Using these observations, Welch’s formula reduces to the function

$f(x) = \left( \displaystyle \frac{x^2}{m_1} + \frac{(1-x)^2}{m_2} \right)^{-1}$,

and the central problem is to find the maximum and minimum values of $f(x)$ on the interval $0 \le x \le 1$. Since $f(x)$ is differentiable on $[0,1]$, the absolute extrema can be found by checking the endpoints and the critical point(s).

First, the endpoints. If $x=0$, then $f(0) = \left( \displaystyle \frac{1}{m_2} \right)^{-1} = m_2$. On the other hand, if $x=1$, then $f(1) = \left( \displaystyle \frac{1}{m_1} \right)^{-1} = m_1$.

Next, the critical point(s).
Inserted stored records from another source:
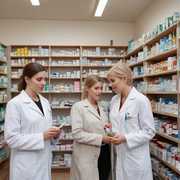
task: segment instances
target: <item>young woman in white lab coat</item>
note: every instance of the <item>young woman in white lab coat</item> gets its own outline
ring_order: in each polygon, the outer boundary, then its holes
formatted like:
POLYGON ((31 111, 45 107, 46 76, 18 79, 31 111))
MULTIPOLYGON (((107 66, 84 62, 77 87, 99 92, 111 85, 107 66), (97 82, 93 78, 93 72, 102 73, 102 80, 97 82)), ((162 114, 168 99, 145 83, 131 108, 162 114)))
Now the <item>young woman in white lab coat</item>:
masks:
POLYGON ((5 140, 11 148, 10 180, 50 180, 50 140, 59 134, 52 127, 51 108, 39 93, 46 82, 42 65, 30 63, 23 69, 19 95, 6 108, 5 140))
POLYGON ((110 142, 110 137, 104 131, 104 127, 108 126, 107 113, 98 103, 101 93, 101 79, 89 76, 84 83, 84 100, 72 107, 74 146, 71 180, 108 179, 111 163, 106 143, 110 142))
POLYGON ((149 141, 155 134, 151 105, 132 86, 131 69, 117 63, 108 72, 112 90, 117 93, 110 105, 110 120, 116 145, 116 180, 152 180, 149 141))

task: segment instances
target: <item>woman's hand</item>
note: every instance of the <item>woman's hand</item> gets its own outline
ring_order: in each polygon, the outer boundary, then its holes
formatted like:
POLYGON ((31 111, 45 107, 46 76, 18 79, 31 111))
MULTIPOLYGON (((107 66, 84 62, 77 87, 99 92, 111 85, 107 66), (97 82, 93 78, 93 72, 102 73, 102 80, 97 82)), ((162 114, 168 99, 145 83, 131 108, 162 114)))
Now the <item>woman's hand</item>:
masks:
POLYGON ((126 137, 123 134, 115 134, 115 136, 111 137, 111 143, 118 145, 126 142, 126 137))
POLYGON ((103 136, 102 142, 106 143, 106 144, 110 144, 111 143, 111 137, 106 136, 106 135, 103 136))
POLYGON ((60 133, 60 128, 52 127, 43 133, 44 140, 50 140, 57 137, 60 133))

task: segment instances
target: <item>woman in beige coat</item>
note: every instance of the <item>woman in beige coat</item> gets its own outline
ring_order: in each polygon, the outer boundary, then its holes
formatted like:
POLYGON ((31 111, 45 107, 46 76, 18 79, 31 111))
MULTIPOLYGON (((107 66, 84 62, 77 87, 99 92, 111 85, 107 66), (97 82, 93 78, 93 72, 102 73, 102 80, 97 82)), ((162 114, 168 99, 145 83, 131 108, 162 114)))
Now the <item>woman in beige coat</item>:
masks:
POLYGON ((100 79, 89 76, 84 84, 84 100, 72 107, 74 146, 71 180, 99 180, 98 158, 101 145, 110 142, 110 137, 104 132, 105 126, 108 126, 108 116, 98 104, 101 93, 100 79))

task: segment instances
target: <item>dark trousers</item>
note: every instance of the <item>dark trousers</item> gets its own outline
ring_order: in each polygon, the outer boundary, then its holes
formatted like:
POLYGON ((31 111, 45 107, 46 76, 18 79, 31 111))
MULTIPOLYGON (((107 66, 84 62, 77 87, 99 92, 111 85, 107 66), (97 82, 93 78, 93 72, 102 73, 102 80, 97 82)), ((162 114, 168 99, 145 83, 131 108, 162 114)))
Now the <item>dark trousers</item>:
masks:
POLYGON ((111 170, 110 146, 108 144, 101 146, 98 159, 99 180, 108 180, 111 170))

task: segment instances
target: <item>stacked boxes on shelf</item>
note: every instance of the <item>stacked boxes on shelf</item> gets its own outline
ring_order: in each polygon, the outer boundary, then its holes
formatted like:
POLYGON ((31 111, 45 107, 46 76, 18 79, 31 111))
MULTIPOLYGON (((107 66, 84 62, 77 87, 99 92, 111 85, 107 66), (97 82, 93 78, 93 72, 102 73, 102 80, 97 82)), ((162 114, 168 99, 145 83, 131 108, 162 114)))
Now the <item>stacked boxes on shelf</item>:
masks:
MULTIPOLYGON (((128 43, 128 52, 131 53, 135 49, 138 49, 143 44, 147 43, 148 41, 151 41, 156 38, 159 34, 163 33, 167 29, 173 27, 174 24, 176 24, 180 20, 180 13, 174 12, 172 16, 166 17, 162 23, 158 24, 156 27, 153 28, 151 32, 144 33, 139 39, 137 40, 131 40, 128 43)), ((172 36, 175 35, 172 33, 172 36)), ((170 40, 173 39, 173 37, 169 38, 170 40)), ((166 43, 167 45, 167 43, 166 43)))
POLYGON ((5 108, 9 92, 7 47, 0 44, 0 164, 8 158, 8 149, 4 141, 5 108))

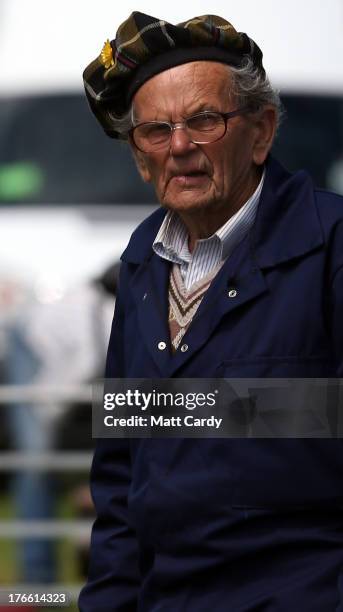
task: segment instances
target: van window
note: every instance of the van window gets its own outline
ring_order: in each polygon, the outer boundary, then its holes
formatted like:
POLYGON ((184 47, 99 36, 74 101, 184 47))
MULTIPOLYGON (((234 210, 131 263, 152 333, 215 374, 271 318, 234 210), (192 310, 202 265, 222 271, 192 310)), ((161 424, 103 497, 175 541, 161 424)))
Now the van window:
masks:
POLYGON ((85 97, 0 99, 0 202, 147 204, 126 143, 107 138, 85 97))
POLYGON ((343 194, 343 98, 288 95, 275 156, 291 171, 303 168, 317 187, 343 194))

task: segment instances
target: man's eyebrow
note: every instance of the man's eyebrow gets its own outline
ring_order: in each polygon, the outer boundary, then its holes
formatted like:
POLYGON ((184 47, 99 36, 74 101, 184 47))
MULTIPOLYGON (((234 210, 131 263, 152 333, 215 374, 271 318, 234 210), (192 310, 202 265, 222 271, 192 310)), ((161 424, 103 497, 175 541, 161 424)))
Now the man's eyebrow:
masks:
MULTIPOLYGON (((193 117, 194 115, 198 115, 199 113, 203 113, 205 111, 210 111, 213 113, 220 113, 221 111, 219 110, 218 106, 214 105, 214 104, 209 104, 207 102, 203 102, 203 103, 196 103, 194 105, 194 107, 190 107, 190 110, 187 111, 187 113, 184 113, 183 118, 186 119, 187 117, 193 117)), ((135 115, 135 113, 132 113, 132 122, 133 125, 139 125, 140 123, 150 123, 150 122, 156 122, 156 123, 165 123, 168 122, 168 119, 146 119, 145 121, 141 121, 138 119, 138 117, 135 115)))
POLYGON ((188 117, 190 115, 197 115, 198 113, 203 113, 204 111, 212 111, 214 113, 220 112, 218 107, 214 104, 203 102, 202 104, 197 104, 196 106, 194 106, 194 108, 192 108, 192 110, 188 113, 188 117))

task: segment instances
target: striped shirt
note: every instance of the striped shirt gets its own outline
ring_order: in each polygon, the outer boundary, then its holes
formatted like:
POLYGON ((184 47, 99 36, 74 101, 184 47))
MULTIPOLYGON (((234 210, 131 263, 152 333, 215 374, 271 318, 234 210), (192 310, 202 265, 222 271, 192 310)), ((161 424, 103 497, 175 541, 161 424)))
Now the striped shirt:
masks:
POLYGON ((256 217, 265 171, 256 191, 245 204, 212 236, 197 240, 192 253, 188 249, 188 232, 177 213, 168 211, 153 243, 157 255, 180 267, 185 288, 219 266, 244 238, 256 217))

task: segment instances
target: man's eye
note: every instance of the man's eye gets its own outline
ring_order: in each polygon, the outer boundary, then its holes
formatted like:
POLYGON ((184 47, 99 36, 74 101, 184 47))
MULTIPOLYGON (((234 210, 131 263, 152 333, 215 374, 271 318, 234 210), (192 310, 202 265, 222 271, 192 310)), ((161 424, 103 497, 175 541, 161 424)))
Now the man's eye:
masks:
POLYGON ((204 113, 202 115, 194 115, 187 121, 189 129, 199 132, 211 132, 223 123, 223 119, 216 113, 204 113))
POLYGON ((144 138, 147 138, 150 142, 160 142, 169 138, 170 128, 165 123, 148 124, 142 126, 141 134, 144 138))

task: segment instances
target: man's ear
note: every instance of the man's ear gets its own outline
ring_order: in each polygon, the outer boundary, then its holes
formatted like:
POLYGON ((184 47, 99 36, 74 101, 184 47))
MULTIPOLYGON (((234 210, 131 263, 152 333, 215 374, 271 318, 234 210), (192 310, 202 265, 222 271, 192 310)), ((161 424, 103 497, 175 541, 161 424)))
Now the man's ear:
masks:
POLYGON ((132 155, 136 162, 136 166, 137 166, 137 170, 139 174, 141 175, 145 183, 150 183, 151 173, 147 166, 144 153, 142 153, 142 151, 139 151, 132 142, 130 142, 130 147, 131 147, 132 155))
POLYGON ((253 160, 256 165, 262 165, 272 148, 276 132, 276 109, 266 106, 254 119, 256 138, 253 149, 253 160))

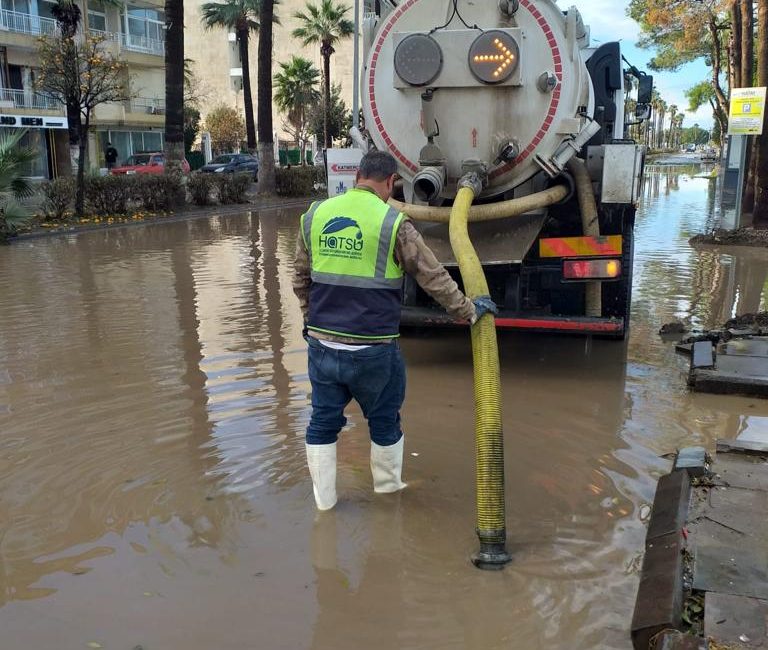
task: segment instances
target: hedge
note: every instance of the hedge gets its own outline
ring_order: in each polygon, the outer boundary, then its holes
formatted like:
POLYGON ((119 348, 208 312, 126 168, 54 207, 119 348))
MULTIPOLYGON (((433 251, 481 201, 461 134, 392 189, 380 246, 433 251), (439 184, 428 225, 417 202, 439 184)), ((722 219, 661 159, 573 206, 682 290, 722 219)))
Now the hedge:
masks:
POLYGON ((278 167, 275 185, 278 196, 311 196, 325 185, 325 169, 310 165, 278 167))

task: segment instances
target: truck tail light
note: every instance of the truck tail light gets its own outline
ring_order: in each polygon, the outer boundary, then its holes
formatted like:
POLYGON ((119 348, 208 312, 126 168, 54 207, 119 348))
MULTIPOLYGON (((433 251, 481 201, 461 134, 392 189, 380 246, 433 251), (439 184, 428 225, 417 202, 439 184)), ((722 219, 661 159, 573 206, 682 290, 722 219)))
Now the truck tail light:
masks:
POLYGON ((615 280, 621 275, 620 260, 565 260, 565 280, 615 280))

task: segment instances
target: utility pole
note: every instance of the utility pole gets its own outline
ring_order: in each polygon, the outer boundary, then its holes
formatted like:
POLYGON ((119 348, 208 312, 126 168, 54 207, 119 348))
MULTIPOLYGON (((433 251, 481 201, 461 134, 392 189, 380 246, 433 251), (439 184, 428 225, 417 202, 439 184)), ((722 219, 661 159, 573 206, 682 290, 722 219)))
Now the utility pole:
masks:
POLYGON ((355 34, 352 50, 352 126, 360 125, 360 0, 355 0, 355 34))

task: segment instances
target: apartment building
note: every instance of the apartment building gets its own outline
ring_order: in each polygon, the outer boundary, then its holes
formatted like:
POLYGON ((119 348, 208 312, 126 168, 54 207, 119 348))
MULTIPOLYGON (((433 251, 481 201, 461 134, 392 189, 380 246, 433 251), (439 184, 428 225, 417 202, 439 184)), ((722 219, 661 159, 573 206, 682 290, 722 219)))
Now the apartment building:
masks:
MULTIPOLYGON (((201 106, 201 114, 205 119, 206 113, 216 104, 224 103, 243 111, 243 67, 240 52, 235 42, 235 34, 227 33, 224 29, 205 30, 201 23, 200 7, 210 0, 186 0, 184 2, 184 39, 186 57, 191 59, 193 70, 200 79, 206 92, 207 101, 201 106)), ((221 0, 218 0, 221 1, 221 0)), ((311 0, 319 4, 320 0, 311 0)), ((352 6, 352 0, 339 0, 342 4, 352 6)), ((281 0, 275 5, 275 13, 280 24, 274 26, 274 48, 272 57, 273 72, 280 70, 279 64, 290 60, 293 55, 303 56, 313 61, 318 70, 322 70, 320 46, 301 47, 301 43, 291 36, 291 32, 299 26, 299 21, 293 17, 297 11, 303 11, 307 0, 281 0)), ((367 4, 367 3, 366 3, 367 4)), ((348 17, 352 20, 352 11, 348 17)), ((251 71, 251 91, 253 94, 254 111, 258 101, 256 73, 258 34, 253 34, 250 40, 249 58, 251 71)), ((352 108, 352 39, 346 39, 335 46, 336 53, 331 59, 331 81, 341 84, 342 97, 347 108, 352 108)), ((281 115, 277 107, 273 108, 273 123, 277 136, 288 139, 283 132, 281 115)))
MULTIPOLYGON (((56 32, 50 0, 0 0, 0 129, 27 129, 38 152, 30 175, 71 173, 64 106, 34 90, 37 39, 56 32)), ((165 125, 165 16, 162 0, 128 0, 120 7, 78 0, 82 28, 105 39, 105 47, 128 63, 128 102, 99 106, 88 142, 88 164, 104 166, 106 143, 123 161, 138 151, 163 147, 165 125)))

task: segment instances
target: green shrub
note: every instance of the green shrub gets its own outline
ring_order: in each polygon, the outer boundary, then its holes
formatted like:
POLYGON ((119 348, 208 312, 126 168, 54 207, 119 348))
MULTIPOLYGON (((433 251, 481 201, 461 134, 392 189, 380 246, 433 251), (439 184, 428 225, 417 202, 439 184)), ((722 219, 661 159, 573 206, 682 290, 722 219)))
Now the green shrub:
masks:
POLYGON ((240 174, 214 175, 219 203, 247 203, 246 193, 251 186, 253 176, 250 172, 240 174))
POLYGON ((325 184, 323 167, 278 167, 275 169, 278 196, 311 196, 317 193, 315 185, 325 184))
POLYGON ((195 172, 190 174, 187 181, 187 189, 192 203, 195 205, 210 205, 213 203, 211 196, 214 186, 214 175, 195 172))
POLYGON ((186 198, 183 181, 175 174, 141 174, 133 181, 133 200, 150 212, 170 210, 186 198))
POLYGON ((136 194, 139 176, 88 176, 85 206, 89 214, 126 214, 136 194))
POLYGON ((192 171, 200 169, 205 164, 205 156, 202 151, 190 151, 187 153, 187 162, 192 171))
POLYGON ((40 206, 48 221, 62 221, 75 201, 75 183, 72 178, 57 178, 40 185, 43 202, 40 206))

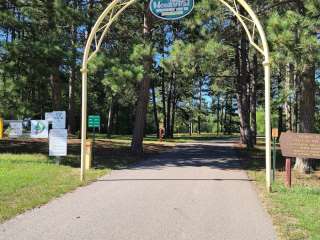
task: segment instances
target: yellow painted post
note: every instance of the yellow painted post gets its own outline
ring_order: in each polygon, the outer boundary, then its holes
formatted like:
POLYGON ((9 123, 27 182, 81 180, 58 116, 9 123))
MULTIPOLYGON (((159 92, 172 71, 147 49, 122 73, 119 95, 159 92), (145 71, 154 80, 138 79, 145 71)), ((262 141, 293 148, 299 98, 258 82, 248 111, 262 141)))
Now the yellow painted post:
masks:
POLYGON ((3 138, 3 118, 0 118, 0 139, 3 138))
POLYGON ((86 160, 85 160, 85 170, 89 170, 92 165, 92 140, 87 140, 86 142, 86 160))

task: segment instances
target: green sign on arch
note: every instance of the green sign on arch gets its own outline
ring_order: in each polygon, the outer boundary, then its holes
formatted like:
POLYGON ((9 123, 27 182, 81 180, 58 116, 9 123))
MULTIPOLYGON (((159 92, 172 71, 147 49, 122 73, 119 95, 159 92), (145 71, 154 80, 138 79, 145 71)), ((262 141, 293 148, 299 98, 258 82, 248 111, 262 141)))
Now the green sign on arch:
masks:
POLYGON ((164 20, 177 20, 192 12, 194 0, 151 0, 150 11, 164 20))

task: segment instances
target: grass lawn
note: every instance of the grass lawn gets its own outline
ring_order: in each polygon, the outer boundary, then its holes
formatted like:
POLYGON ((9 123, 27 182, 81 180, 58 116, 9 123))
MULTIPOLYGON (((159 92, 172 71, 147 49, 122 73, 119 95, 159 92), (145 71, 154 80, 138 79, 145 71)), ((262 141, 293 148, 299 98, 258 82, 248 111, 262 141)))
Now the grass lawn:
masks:
POLYGON ((111 169, 127 167, 174 144, 147 143, 144 147, 143 156, 133 156, 127 140, 97 140, 94 168, 87 172, 86 182, 81 183, 79 139, 69 140, 69 155, 63 158, 61 165, 47 156, 46 141, 0 141, 0 222, 86 185, 111 169))
POLYGON ((47 203, 99 176, 108 169, 90 170, 87 182, 79 170, 56 165, 43 154, 0 154, 0 222, 47 203))
MULTIPOLYGON (((272 193, 267 194, 263 150, 256 149, 246 154, 249 176, 257 183, 279 238, 320 240, 320 172, 304 175, 293 171, 293 187, 287 189, 284 186, 284 163, 280 160, 272 193)), ((278 159, 281 159, 279 153, 278 159)))

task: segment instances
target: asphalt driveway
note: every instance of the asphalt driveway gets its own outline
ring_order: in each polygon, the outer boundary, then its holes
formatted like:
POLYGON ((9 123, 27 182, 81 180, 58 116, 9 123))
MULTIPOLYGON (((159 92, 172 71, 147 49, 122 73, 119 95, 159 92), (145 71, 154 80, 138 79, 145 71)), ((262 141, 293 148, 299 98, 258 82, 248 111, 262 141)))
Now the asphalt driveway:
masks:
POLYGON ((0 225, 0 239, 276 239, 232 144, 179 144, 113 171, 0 225))

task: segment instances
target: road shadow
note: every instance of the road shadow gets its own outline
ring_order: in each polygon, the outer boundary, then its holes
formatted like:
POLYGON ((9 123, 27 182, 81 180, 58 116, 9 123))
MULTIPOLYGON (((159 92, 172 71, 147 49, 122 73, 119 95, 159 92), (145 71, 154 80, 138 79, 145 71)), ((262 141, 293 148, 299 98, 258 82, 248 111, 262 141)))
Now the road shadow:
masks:
POLYGON ((209 167, 215 169, 243 169, 237 142, 179 144, 175 149, 159 156, 134 163, 131 170, 161 170, 167 167, 209 167), (227 144, 228 143, 228 144, 227 144))

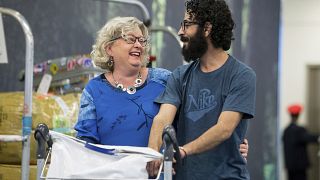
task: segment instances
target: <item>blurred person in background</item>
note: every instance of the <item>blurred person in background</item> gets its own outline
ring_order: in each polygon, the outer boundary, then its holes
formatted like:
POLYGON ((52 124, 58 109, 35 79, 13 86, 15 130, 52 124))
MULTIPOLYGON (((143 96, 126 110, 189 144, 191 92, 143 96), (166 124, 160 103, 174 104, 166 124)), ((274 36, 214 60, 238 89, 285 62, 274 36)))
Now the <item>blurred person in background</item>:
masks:
POLYGON ((307 145, 320 142, 319 135, 309 133, 297 121, 302 112, 302 106, 293 104, 288 107, 291 123, 283 133, 284 158, 288 180, 307 180, 307 169, 310 165, 307 145))

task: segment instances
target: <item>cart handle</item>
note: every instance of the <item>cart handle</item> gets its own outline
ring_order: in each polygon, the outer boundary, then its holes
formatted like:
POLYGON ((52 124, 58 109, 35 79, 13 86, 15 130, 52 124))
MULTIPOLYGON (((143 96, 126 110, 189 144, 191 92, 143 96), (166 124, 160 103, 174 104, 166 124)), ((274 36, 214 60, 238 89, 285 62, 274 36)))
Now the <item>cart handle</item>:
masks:
POLYGON ((48 126, 43 123, 38 124, 34 132, 34 138, 38 142, 37 159, 44 159, 46 156, 45 144, 48 145, 48 148, 51 148, 53 144, 48 126))
POLYGON ((173 149, 175 151, 174 157, 176 159, 177 165, 181 164, 181 155, 179 150, 179 144, 176 138, 176 132, 172 125, 167 125, 163 129, 162 133, 163 142, 165 145, 164 151, 164 160, 165 161, 172 161, 173 159, 173 149))

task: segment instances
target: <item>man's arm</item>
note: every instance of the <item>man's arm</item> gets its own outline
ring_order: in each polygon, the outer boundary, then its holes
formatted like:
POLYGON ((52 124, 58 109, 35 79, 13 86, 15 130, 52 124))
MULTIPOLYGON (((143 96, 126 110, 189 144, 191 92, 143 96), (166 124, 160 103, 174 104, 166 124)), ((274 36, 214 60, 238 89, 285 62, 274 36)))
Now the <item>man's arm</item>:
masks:
POLYGON ((303 128, 300 136, 301 143, 317 143, 320 142, 320 136, 316 134, 309 133, 307 129, 303 128))
POLYGON ((172 104, 161 104, 158 114, 154 117, 150 137, 149 147, 159 151, 162 144, 163 128, 172 124, 177 113, 177 107, 172 104))
MULTIPOLYGON (((162 145, 162 132, 163 128, 172 124, 174 117, 177 113, 177 107, 172 104, 161 104, 158 114, 154 117, 150 136, 149 147, 159 151, 162 145)), ((161 161, 151 161, 147 164, 147 171, 149 176, 155 177, 158 174, 161 161)))
POLYGON ((241 117, 242 113, 239 112, 222 112, 216 125, 212 126, 194 141, 183 146, 185 152, 187 155, 198 154, 216 147, 232 135, 241 117))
These are found by solving the equation $f'(x) = 0$:

$f'(x) = -\left( \displaystyle \frac{x^2}{m_1} + \frac{(1-x)^2}{m_2} \right)^{-2} \left[ \displaystyle \frac{2x}{m_1} - \frac{2(1-x)}{m_2} \right] = 0$

$\displaystyle \frac{2x}{m_1} - \frac{2(1-x)}{m_2} = 0$

$\displaystyle \frac{2x}{m_1} = \frac{2(1-x)}{m_2}$

$xm_2= (1-x)m_1$

$xm_2 = m_1 - xm_1$

$x(m_1 + m_2) = m_1$

$x = \displaystyle \frac{m_1}{m_1 + m_2}$

Plugging back into the original equation, we find the local extremum

$f \left( \displaystyle \frac{m_1}{m_1+m_2} \right) = \left( \displaystyle \frac{1}{m_1} \frac{m_1^2}{(m_1+m_2)^2} + \frac{1}{m_2} \left[1-\frac{m_1}{m_1+m_2}\right]^2 \right)^{-1}$

$f \left( \displaystyle \frac{m_1}{m_1+m_2} \right) = \left( \displaystyle \frac{1}{m_1} \frac{m_1^2}{(m_1+m_2)^2} + \frac{1}{m_2} \left[\frac{m_2}{m_1+m_2}\right]^2 \right)^{-1}$

$f \left( \displaystyle \frac{m_1}{m_1+m_2} \right) = \left( \displaystyle \frac{m_1}{(m_1+m_2)^2} + \frac{m_2}{(m_1+m_2)^2} \right)^{-1}$

$f \left( \displaystyle \frac{m_1}{m_1+m_2} \right) = \left( \displaystyle \frac{m_1+m_2}{(m_1+m_2)^2} \right)^{-1}$

$f \left( \displaystyle \frac{m_1}{m_1+m_2} \right) = \left( \displaystyle \frac{1}{m_1+m_2} \right)^{-1}$

$f \left( \displaystyle \frac{m_1}{m_1+m_2} \right) = m_1+m_2$

Based on the three local extrema that we’ve found, it’s clear that the absolute minimum of $f(x)$ on $[0,1]$ is the smaller of $m_1$ and $m_2$, while the absolute maximum is equal to $m_1 + m_2$.

$\hbox{QED}$

In conclusion, I suggest offering the following guidelines to students to encourage their intuition about the plausibility of their answers:

• If $SE_1$ is much smaller than $SE_2$ (i.e., $x \approx 0$), then $df$ will be close to $m_2 = n_2 - 1$.
• If $SE_1$ is much larger than $SE_2$ (i.e., $x \approx 1$), then $df$ will be close to $m_1 = n_1 - 1$.
• Otherwise, $df$ could be as large as $m_1 + m_2 = n_1 + n_2 - 2$, but no larger.